Found Bug in "Sorted" Built in Function of Python

Hi Everyone,

I was using Python built-in function Sorted and found a bug where it doesn’t sort the percentages correctly.
Check it out.

Regards:
Ahsan Aftab (ML Engineer)

This isn’t a bug. Your values there are not numbers, they’re strings (text) that just happen to contain digit characters. When comparing strings to each other, they’re ordered lexicographically the same way you’d order words alphabetically. For your first two, ("9%" and "83%") we first compare "9" and "8", then "%" and "3", etc. 9 comes after 8 in Unicode’s character order, so it goes first.

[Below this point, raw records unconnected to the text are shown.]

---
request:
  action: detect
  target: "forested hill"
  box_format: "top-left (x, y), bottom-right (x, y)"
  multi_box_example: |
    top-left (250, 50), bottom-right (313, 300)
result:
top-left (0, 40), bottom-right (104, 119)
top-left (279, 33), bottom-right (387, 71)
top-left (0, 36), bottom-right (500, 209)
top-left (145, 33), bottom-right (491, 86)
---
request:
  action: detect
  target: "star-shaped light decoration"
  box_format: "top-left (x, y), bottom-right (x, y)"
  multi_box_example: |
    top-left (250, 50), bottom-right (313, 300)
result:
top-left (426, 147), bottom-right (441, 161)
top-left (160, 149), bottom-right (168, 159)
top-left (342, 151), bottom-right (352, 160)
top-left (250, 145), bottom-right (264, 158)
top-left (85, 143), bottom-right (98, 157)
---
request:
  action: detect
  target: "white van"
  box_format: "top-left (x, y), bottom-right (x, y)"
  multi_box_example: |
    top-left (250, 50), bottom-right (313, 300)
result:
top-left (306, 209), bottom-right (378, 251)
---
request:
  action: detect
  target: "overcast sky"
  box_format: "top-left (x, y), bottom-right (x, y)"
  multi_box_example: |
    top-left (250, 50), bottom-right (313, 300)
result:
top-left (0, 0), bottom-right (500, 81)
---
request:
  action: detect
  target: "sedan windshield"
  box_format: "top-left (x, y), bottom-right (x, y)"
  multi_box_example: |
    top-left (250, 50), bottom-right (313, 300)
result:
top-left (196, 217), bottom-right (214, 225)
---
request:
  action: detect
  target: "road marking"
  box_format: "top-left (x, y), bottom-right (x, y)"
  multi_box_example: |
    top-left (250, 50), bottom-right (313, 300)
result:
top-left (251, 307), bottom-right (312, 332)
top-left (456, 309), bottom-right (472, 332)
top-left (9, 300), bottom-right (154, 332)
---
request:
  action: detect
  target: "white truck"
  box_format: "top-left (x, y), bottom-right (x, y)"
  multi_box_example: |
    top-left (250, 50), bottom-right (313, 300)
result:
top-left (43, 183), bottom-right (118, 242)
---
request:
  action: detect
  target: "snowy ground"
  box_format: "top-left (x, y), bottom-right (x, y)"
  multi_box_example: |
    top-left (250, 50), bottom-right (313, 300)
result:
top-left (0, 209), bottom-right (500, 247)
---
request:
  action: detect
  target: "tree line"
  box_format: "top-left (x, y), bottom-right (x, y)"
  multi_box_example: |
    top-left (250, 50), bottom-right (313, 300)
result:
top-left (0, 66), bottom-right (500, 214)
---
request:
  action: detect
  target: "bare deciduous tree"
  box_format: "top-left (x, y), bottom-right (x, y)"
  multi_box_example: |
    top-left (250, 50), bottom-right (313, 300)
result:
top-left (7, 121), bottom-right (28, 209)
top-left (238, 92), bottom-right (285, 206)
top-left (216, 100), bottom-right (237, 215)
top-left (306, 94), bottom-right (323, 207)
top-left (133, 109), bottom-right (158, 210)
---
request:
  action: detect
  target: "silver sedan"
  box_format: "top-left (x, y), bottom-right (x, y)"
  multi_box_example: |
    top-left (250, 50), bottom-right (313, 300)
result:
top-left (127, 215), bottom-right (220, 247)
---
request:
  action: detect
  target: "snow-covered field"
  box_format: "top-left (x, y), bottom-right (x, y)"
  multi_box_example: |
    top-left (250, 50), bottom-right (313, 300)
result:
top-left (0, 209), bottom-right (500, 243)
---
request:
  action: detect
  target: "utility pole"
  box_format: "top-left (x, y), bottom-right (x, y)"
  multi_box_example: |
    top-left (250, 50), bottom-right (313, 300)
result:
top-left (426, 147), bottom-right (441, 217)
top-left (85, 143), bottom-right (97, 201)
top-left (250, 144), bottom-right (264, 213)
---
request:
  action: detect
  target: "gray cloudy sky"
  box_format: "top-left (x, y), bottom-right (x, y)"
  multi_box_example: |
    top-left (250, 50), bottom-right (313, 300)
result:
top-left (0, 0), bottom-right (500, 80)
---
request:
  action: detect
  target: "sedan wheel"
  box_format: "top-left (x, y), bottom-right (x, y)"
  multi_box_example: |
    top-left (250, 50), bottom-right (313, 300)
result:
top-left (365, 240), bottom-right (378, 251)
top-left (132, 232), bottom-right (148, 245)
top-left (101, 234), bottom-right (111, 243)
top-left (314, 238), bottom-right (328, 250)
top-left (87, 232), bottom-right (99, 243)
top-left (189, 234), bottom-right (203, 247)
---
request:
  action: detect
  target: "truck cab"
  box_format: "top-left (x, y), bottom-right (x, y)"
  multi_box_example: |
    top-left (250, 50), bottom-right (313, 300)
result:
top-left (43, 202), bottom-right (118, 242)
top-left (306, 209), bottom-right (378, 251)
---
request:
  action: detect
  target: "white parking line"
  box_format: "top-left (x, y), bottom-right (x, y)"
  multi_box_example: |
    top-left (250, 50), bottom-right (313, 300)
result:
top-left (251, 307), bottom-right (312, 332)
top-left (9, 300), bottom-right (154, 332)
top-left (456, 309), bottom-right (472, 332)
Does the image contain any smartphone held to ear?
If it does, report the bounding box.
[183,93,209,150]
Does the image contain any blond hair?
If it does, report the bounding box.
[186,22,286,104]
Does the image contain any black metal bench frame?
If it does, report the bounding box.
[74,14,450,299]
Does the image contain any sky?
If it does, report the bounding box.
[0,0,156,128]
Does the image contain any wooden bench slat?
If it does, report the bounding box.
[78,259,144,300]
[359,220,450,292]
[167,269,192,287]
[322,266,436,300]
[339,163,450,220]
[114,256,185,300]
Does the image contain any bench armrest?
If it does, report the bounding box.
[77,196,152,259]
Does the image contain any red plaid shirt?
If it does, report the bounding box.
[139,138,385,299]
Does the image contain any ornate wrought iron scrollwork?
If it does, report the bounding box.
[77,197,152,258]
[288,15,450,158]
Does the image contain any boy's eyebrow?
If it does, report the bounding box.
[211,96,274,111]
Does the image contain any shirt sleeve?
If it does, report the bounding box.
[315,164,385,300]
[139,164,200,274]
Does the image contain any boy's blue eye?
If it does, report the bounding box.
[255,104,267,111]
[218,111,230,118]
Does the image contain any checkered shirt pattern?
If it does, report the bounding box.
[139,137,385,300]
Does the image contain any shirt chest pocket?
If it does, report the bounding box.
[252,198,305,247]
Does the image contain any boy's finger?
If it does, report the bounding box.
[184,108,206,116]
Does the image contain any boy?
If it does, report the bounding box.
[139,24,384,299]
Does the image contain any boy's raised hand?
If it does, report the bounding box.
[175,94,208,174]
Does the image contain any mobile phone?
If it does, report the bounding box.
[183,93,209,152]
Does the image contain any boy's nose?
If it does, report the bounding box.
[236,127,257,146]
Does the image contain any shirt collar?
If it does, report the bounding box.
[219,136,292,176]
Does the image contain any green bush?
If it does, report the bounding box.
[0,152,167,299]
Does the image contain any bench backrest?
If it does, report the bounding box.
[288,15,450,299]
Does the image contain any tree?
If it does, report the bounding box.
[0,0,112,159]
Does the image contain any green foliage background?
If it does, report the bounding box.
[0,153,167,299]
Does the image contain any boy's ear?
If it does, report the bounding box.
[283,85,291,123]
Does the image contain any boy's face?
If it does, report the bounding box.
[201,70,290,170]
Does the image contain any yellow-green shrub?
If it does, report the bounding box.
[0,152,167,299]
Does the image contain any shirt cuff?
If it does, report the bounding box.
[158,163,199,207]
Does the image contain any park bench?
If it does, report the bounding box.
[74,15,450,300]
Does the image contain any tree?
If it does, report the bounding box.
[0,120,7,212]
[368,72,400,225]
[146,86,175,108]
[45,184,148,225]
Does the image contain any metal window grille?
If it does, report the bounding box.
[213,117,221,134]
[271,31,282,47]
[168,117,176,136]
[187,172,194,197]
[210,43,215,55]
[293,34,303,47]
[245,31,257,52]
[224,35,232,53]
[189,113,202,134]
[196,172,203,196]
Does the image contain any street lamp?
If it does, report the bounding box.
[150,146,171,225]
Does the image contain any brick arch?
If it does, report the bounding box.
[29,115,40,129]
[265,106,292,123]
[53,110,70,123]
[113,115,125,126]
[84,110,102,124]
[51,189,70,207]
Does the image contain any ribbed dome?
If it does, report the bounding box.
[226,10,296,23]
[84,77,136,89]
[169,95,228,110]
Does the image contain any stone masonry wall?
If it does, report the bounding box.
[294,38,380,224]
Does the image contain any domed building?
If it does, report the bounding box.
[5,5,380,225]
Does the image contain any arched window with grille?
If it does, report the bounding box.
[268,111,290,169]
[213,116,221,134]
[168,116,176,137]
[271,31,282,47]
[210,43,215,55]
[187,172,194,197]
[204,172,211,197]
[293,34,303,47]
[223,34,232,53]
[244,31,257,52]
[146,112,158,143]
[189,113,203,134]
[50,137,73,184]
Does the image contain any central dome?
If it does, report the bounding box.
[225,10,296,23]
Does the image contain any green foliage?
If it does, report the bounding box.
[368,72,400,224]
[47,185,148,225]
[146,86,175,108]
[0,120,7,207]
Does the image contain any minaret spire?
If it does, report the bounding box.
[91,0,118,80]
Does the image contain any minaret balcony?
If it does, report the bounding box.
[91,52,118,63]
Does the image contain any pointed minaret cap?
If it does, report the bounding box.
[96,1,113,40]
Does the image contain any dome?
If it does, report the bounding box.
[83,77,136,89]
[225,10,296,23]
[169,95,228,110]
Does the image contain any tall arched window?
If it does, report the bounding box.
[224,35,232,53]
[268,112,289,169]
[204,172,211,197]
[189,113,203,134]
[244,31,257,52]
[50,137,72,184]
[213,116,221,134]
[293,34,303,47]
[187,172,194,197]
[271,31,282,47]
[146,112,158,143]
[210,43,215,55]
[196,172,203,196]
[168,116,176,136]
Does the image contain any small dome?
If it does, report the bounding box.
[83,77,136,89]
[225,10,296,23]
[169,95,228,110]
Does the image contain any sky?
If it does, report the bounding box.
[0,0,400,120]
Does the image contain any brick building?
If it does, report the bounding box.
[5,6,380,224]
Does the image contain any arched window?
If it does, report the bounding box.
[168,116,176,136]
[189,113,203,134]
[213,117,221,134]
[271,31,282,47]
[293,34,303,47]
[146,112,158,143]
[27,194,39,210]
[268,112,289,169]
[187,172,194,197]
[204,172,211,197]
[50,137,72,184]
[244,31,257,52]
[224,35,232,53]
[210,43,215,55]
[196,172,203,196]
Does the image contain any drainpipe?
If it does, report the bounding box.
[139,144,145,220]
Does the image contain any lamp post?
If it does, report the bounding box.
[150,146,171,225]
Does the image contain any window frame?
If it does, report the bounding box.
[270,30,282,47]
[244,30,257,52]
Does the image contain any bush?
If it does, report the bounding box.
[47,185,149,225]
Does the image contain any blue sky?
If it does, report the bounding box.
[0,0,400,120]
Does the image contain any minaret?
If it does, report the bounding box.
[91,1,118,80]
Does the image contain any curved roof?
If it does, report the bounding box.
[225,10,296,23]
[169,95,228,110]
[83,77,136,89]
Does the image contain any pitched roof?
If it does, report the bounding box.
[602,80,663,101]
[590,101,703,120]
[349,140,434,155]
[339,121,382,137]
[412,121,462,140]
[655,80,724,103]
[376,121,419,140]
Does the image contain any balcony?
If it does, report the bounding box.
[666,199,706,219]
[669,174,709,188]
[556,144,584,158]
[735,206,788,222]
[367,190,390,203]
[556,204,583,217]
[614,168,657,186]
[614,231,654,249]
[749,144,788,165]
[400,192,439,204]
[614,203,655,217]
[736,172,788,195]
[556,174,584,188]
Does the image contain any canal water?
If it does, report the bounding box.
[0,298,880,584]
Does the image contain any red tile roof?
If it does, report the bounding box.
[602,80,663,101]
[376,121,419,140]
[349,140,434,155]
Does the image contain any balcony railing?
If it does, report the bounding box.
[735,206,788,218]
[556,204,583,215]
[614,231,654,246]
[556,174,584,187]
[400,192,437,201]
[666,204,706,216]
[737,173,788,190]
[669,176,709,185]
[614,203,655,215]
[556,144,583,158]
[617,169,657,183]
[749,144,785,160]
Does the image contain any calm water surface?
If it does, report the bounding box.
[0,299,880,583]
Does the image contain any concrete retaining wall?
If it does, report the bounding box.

What you should do is convert all your strings here first into numbers - I’d suggest stripping the % sign, converting to a float then dividing by 100 so you get values between 0 and 1 (0.09, 0.83, 0.25). That way it has all the correct behaviour when adding, comparing, multiplying etc. You’d switch to percentage form only when you need to display it to the user. Note that there’s a % format specifier (f"value={val:%}) that automatically adds the % and multiplies by 100 to display correctly.

2 Likes

There’s the natsort library on PyPI which sorts strings the way a human would expect. I can’t remember if it handles percentages but I don’t see why it wouldn’t.

1 Like

I have solved this issue by appending “0” in the start for numbers less than 10 and it worked.
for int(percentage) < 10:
percentage = “0” + percentage

If you try to convert string 83% to int you will get ValueError. If you fix that for-loop as it’s written will raise SyntaxError:

>>> int('83%')
Traceback (most recent call last):
  File "<stdin>", line 1, in <module>
ValueError: invalid literal for int() with base 10: '83%'
>>> num = '83'
>>> for int(num) < 10:
  File "<stdin>", line 1
    for int(num) < 10:
                     ^
SyntaxError: invalid syntax

Python sorted supports keyfunctions, so simple lambda to strip ‘%’ sign and convert to int or float should be fine:

>>> percentages = ['9%', '83%', '25%']
>>> sorted(percentages, key=lambda s: float(s.strip('%')))
['9%', '25%', '83%']
1 Like

What you appear to be looking for is called natural sorting, This stackoverflow question contains some options for this, including a package on PyPI.